At a recent meeting, it was mentioned in passing that ACA literature needs to use gentle, suggestive language. Of course, we want the language in ACA materials to be respectful. Surely, we all want an atmosphere of gentle safety to prevail, but in ACA service, getting things done can be sacrificed to the primary goal of being safe unless we have group guidelines, suggested procedures for allaying our own triggered reactions, or for clearing misunderstandings that crop up.
The need to be affirmatively safe is a survival instinct we are born with. Survival fears are contagious in the way they impact and manipulate a group. Control addicts can and do make use of crisis-generating to keep control in a group. Control addiction is like other addictions: addicts feel threatened that something they need won’t be available or that something they already have will be lost.
A “don’t talk!” (“I don’t like the way this sounds!”) triggers “don’t trust!” (“someone is scaring a child”), prompting a “don’t feel!” (“must shut down this threat”). Crises can happen, but when we have clear guidelines for how our group agrees to practice active listening, real openness to learning, and willingness to let a group conscience have time to take form, we are reparenting ourselves in advance, which is a source of comfort. Simple guidelines that speak to how “crosstalk” is modified to make it safe to talk and listen when we are in a service meeting, where cooperating together is the goal, really helps. Talking directly to each other in ACA is a new skill for us.
Diversity is one of the first casualties of an atmosphere of distrust. People who want to be heard may be afraid to risk doing so when they are not sure if their input will be instantly criticized. If they feel their motives will be questioned, they may leave, or they may be prompted to stick with whoever seems to have control. Feeling unwelcome or frustrated, disillusioned, or unworthy of care are ACA traits that get triggered. The flip side of the traits—grabbing control—gets stimulated, too.
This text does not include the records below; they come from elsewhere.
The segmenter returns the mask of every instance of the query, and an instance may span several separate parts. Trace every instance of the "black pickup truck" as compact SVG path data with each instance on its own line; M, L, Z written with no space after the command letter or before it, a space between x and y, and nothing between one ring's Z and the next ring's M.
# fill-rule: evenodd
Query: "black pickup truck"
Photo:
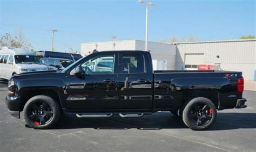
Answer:
M149 52L92 53L63 70L13 76L6 104L34 128L53 127L63 113L78 118L140 117L170 111L194 130L210 127L217 110L244 108L242 73L153 71ZM227 118L228 119L228 118Z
If we welcome alternative views and language suggestions without rushing a vote, we demonstrate trust in a loving HP to guide an informed group conscience to develop. This approach models recovery in action that is gentle, respectful, and welcoming. Thought and reflection take time. Willingness to listen, to be a peer, to trust a loving HP are needed practices in ACA service to identify and replace practices that exclude people or that make group conscience into a rush to judgment fueled by crisis and fear. Gradual progress is courage to change things we are a part of, and “practice these principles in all our affairs” is at the heart of doing service.